The numbers didn't lie.

And for once, the Eight Heavenly Generals, men whose voices had shaken stadiums and shattered enemy morale across entire continents, were silent.

The presentation ended with one final still frame: 90% system failure. One hour. No defenses. No shields. No turrets.

General Hong Fei's face turned ghostly white. "T-this much mana… pooled beneath the convergence cores… if triggered simultaneously… the city would be paralyzed. Beijing's defense grid would collapse for a full hour."

General Liang's knuckles were white where he gripped the edge of the table. "Deploy suppression squads. Now. Mobilize the Shadow Corps. Clean out the grid zone by zone!"

Damien didn't speak. Not yet. He waited until the frantic rustling of chairs and the hastily issued orders slowed. Then he looked up, voice quiet but cutting.

"And what if it's not just Beijing?"

The room stopped. Completely.

Even the spells humming along the chamber walls seemed to hesitate.

General Riki, once so loud he could shake ceilings, clenched his fists slowly. "If every city has a siphoning setup like this…"

"We wouldn't just lose the capital," General Maru finished grimly. "We'd lose the entire damn country before the first beast even roars."

Damien gave a single nod. "You need to assume the entire grid is compromised. All major cities. Maybe all military hubs. If these devices go off, we don't get a second chance."

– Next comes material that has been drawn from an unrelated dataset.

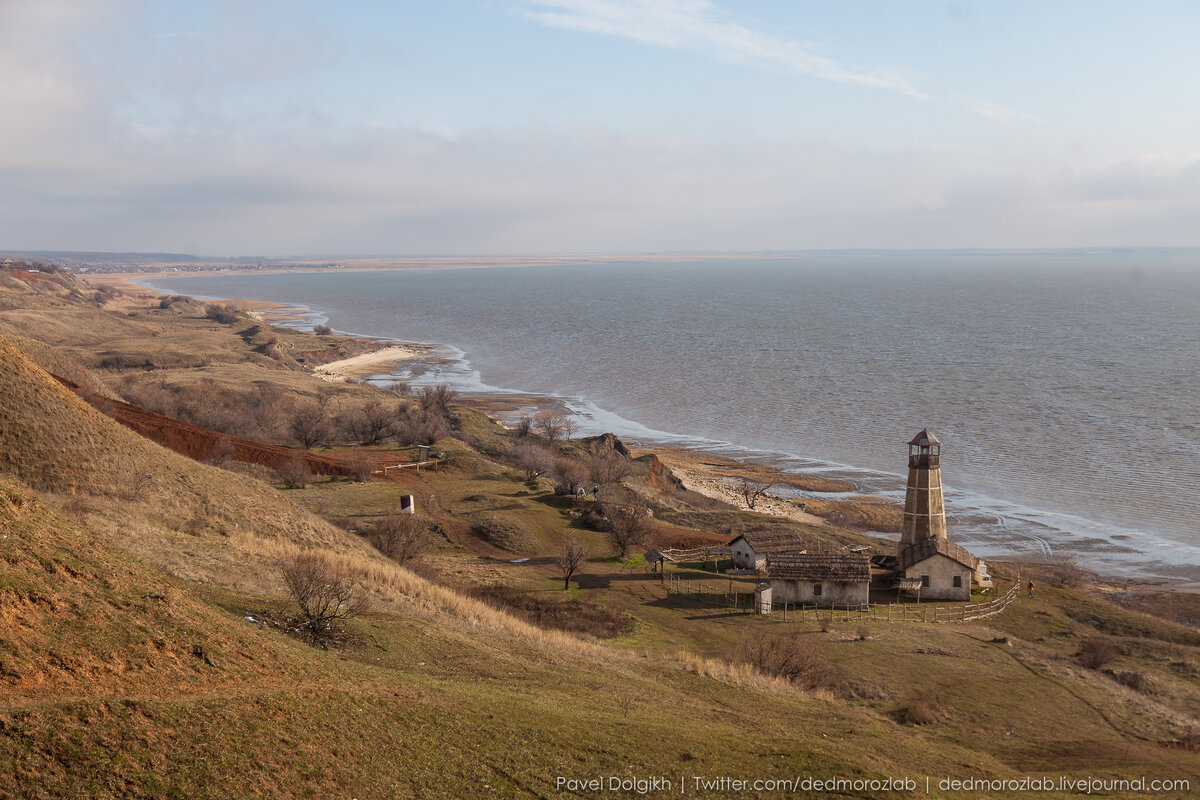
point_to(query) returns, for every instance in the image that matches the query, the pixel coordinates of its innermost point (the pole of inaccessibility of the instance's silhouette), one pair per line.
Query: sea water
(1062, 385)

General Hong Fei was already moving, hands flying across his comm tablet, calling for emergency protocol activations.

General Liang barked orders to the tech teams to initiate mana pool scans in every region.

General Maru didn't speak. He stared at the projected map for a long moment, then slowly pulled off his gloves and set them on the table.

"I'll call the President," he said. "She'll need to trigger the nationwide disaster protocols. Get the backup generators online. Wake up the Strategic Reserve Corps."

General Riki glanced at Damien, expression unreadable. "You saved Beijing, boy. Possibly all of China. You know that, right?"

Damien's voice remained calm. "It wasn't just me."

The doors to the war room slammed open with a reverberating crash.

General aides, strategists, and high-ranking officers rushed in like a flood, breathless and grave.

The atmosphere inside shifted from grim contemplation to razor-edged urgency. Holographic screens flared to life across the chamber walls, flooding the room with red alerts and mana trace overlays.